Profile of LDS Woman Shows Her Courage
This article is the moving story of Concord, California, special education assistant Pat Parscal. A busy mom of five children and grandmother of 14, Sister Parscal began working at Ygnacio Valley High School ten years ago.

 Arts & Entertainment

'Standing' sales are outstanding
The strong sales of President Gordon B. Hinckley's book "Standing for Something: 10 Neglected Virtues That Will Heal Your Hearts and Homes," are coming principally from LDS Church members, sales seem to indicate. Random House, which published the book under its Times Books imprint, says it has now printed more than 470,000 copies, more than three times what it initially printed, a clear indication of the unexpected success the title has enjoyed.

 

'Two-Headed' Opens For Three-Week Run In New York City
In "Two-Headed," her first play about Mormons, playwright Julie Jensen takes on horrors within the community in Southern Utah, where her two characters grow up in the wake of the Mountain Meadows Massacre and amid the practice and persecution of polygamy.

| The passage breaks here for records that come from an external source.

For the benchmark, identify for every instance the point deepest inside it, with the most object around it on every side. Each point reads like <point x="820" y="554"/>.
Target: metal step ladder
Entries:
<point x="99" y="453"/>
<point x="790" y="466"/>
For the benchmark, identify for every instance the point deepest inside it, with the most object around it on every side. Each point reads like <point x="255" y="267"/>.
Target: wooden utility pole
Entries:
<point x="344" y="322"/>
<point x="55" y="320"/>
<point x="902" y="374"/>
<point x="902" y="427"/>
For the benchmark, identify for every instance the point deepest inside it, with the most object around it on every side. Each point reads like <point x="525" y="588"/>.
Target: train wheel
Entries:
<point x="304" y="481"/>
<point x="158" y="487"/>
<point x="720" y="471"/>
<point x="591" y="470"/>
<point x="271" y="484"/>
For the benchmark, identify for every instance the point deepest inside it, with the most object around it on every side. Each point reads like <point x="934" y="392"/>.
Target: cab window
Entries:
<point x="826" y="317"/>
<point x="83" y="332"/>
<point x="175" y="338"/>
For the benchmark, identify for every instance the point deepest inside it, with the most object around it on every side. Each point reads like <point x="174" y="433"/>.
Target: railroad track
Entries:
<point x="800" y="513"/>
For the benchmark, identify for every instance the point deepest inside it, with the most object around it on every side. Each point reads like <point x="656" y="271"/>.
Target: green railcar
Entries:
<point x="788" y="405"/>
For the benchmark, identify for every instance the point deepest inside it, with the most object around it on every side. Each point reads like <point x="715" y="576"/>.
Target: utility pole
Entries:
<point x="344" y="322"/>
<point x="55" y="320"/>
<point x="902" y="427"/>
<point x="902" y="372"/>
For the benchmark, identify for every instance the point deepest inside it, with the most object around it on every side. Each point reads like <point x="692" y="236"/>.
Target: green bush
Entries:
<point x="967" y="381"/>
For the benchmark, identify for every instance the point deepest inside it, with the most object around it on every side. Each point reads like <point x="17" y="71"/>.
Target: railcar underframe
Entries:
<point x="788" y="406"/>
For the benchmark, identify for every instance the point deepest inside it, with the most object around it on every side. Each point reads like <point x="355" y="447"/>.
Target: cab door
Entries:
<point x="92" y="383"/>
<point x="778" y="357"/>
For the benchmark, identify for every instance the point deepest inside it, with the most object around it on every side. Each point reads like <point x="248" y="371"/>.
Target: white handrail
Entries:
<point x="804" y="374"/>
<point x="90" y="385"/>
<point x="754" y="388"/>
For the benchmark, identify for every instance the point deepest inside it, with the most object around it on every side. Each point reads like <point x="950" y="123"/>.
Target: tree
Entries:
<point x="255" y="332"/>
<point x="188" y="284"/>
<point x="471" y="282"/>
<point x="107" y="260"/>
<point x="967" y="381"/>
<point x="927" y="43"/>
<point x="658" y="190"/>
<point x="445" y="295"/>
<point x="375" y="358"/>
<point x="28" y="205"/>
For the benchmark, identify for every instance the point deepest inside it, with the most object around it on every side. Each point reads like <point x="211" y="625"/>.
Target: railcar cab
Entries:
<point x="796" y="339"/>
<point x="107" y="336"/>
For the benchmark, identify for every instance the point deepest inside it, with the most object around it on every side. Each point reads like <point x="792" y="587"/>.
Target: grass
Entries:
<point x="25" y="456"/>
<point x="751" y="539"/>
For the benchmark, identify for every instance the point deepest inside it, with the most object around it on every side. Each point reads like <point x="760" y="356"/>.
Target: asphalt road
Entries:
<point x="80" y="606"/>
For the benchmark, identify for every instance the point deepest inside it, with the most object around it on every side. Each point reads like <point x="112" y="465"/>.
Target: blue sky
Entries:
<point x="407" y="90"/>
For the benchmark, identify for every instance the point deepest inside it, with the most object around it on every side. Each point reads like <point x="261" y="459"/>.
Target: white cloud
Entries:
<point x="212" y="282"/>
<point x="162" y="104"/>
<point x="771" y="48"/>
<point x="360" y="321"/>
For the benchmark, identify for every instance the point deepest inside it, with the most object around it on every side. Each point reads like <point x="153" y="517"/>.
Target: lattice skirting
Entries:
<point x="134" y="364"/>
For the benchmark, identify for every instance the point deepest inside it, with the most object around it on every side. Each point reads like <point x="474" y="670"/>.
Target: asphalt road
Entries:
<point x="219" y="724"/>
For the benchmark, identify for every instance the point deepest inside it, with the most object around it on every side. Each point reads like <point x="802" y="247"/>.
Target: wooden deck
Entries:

The play opened yesterday off-Broadway in New York City at the Women's Project Theatre.

 

LDS Theater Producer's Festival Wins Tony Award
LDS theater producer Fred Adams' Utah Shakespearean Festival was awarded a Tony award for the best regional theater in the U.S. for 1999. The award, which will be presented June 4th, validates the 39 years of effort put into making the Festival one of the top Shakespearean festivals worldwide and a major tourist attraction for Southern Utah.